それでは、今後、このようなローカル線はどうすればよいのでしょうか? 鉄道は極めて公益性の高いものなので、民間会社としては採算が取れないものの、社会としてはあるほうが望ましいというものもあります。こういうものは、国や地方自治体がお金を出して維持しないといけません。もっとも、国が維持すべきローカル線は国境に近い宗谷線などごく一部に限られ、基本的には地方自体の仕事でしょうが。
また、不思議なことに、同じ交通の世界でも、鉄道は民間会社で採算をとることが求められるのに対して、道路は採算を気にせずにどんどんつくられます。高速道路ですら無料のものが大量につくられ、並行して走るローカル線の経営はさらに悪化します。日本の場合、私鉄を中心に鉄道で街をつくって稼ぐことができるというビジネスモデルができましたが、それは世界的に見れば珍しい話なのです。

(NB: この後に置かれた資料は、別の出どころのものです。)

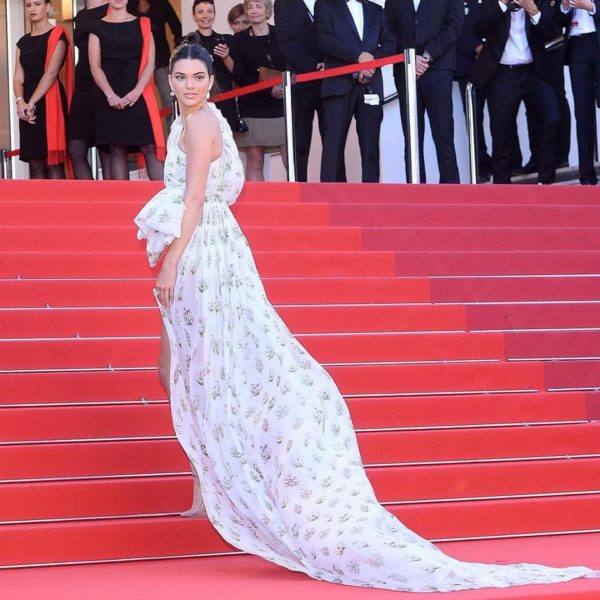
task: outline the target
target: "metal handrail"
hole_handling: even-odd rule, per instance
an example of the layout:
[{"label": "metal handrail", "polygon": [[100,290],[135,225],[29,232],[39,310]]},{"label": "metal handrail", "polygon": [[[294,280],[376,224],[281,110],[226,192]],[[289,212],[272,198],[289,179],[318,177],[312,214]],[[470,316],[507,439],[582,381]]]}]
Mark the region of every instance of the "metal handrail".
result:
[{"label": "metal handrail", "polygon": [[475,86],[469,82],[465,88],[465,106],[467,112],[467,135],[469,138],[469,173],[473,185],[477,184],[478,153],[477,153],[477,111]]}]

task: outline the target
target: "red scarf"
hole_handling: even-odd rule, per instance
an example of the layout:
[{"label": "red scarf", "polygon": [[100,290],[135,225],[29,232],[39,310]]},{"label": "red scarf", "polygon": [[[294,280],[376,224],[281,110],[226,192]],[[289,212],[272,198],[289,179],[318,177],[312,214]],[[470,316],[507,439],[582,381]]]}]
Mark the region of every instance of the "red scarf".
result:
[{"label": "red scarf", "polygon": [[[67,92],[67,103],[70,105],[73,96],[73,54],[71,52],[67,33],[60,25],[56,25],[52,29],[50,37],[48,38],[44,70],[48,69],[50,58],[54,54],[63,34],[67,40],[67,51],[65,54],[65,89]],[[58,77],[46,92],[46,139],[48,142],[48,164],[58,165],[64,163],[67,159],[67,131]]]},{"label": "red scarf", "polygon": [[[152,30],[150,19],[148,17],[140,18],[140,27],[142,28],[142,60],[140,62],[140,70],[138,77],[142,75],[142,71],[148,64],[148,55],[150,54],[150,41],[152,40]],[[152,133],[154,135],[154,145],[156,146],[156,157],[158,160],[165,160],[166,149],[165,149],[165,133],[163,131],[162,121],[160,119],[160,113],[158,109],[158,102],[156,101],[156,94],[154,93],[154,74],[150,77],[150,81],[144,88],[142,94],[148,114],[150,115],[150,123],[152,124]]]}]

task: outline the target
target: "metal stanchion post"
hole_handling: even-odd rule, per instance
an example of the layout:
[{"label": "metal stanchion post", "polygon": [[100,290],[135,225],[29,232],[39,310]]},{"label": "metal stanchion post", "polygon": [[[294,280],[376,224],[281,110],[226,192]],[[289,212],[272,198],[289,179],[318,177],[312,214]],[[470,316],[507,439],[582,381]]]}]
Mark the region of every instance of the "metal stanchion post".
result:
[{"label": "metal stanchion post", "polygon": [[417,56],[414,48],[404,50],[404,77],[406,82],[406,140],[408,144],[409,183],[420,183],[419,117],[417,111]]},{"label": "metal stanchion post", "polygon": [[8,179],[8,159],[4,148],[0,148],[0,179]]},{"label": "metal stanchion post", "polygon": [[171,122],[173,122],[179,116],[179,104],[177,104],[177,100],[173,98],[171,100]]},{"label": "metal stanchion post", "polygon": [[293,79],[290,71],[283,72],[283,105],[285,109],[285,142],[287,144],[288,181],[296,181],[296,144],[294,140],[294,113],[292,109]]},{"label": "metal stanchion post", "polygon": [[96,148],[95,146],[93,146],[92,148],[90,148],[90,162],[92,163],[92,175],[94,177],[94,179],[99,179],[99,175],[100,175],[100,170],[98,168],[98,163],[100,162],[98,160],[98,148]]},{"label": "metal stanchion post", "polygon": [[475,86],[469,82],[465,89],[465,106],[467,107],[467,133],[469,137],[469,173],[471,183],[477,183],[477,113],[475,111]]}]

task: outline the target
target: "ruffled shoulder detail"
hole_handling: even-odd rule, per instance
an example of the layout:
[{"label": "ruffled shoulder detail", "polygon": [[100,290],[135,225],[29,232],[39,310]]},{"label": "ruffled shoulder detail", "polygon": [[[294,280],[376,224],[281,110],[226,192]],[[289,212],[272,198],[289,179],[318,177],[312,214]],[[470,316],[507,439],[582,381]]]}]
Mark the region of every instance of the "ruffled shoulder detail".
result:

とはいえ、上下分離や補助金で鉄道を維持することができる路線は、社会的に必要な路線に限られます。あまりにも利用者の少ない路線はそのような必要もなく、鉄道を廃止してバスなどに委ねたら十分でしょう。
(参考:朝日新聞ホームページ https://digital.asahi.com/articles/ASP5Z04HFP5VPLFA001.html?pn=9)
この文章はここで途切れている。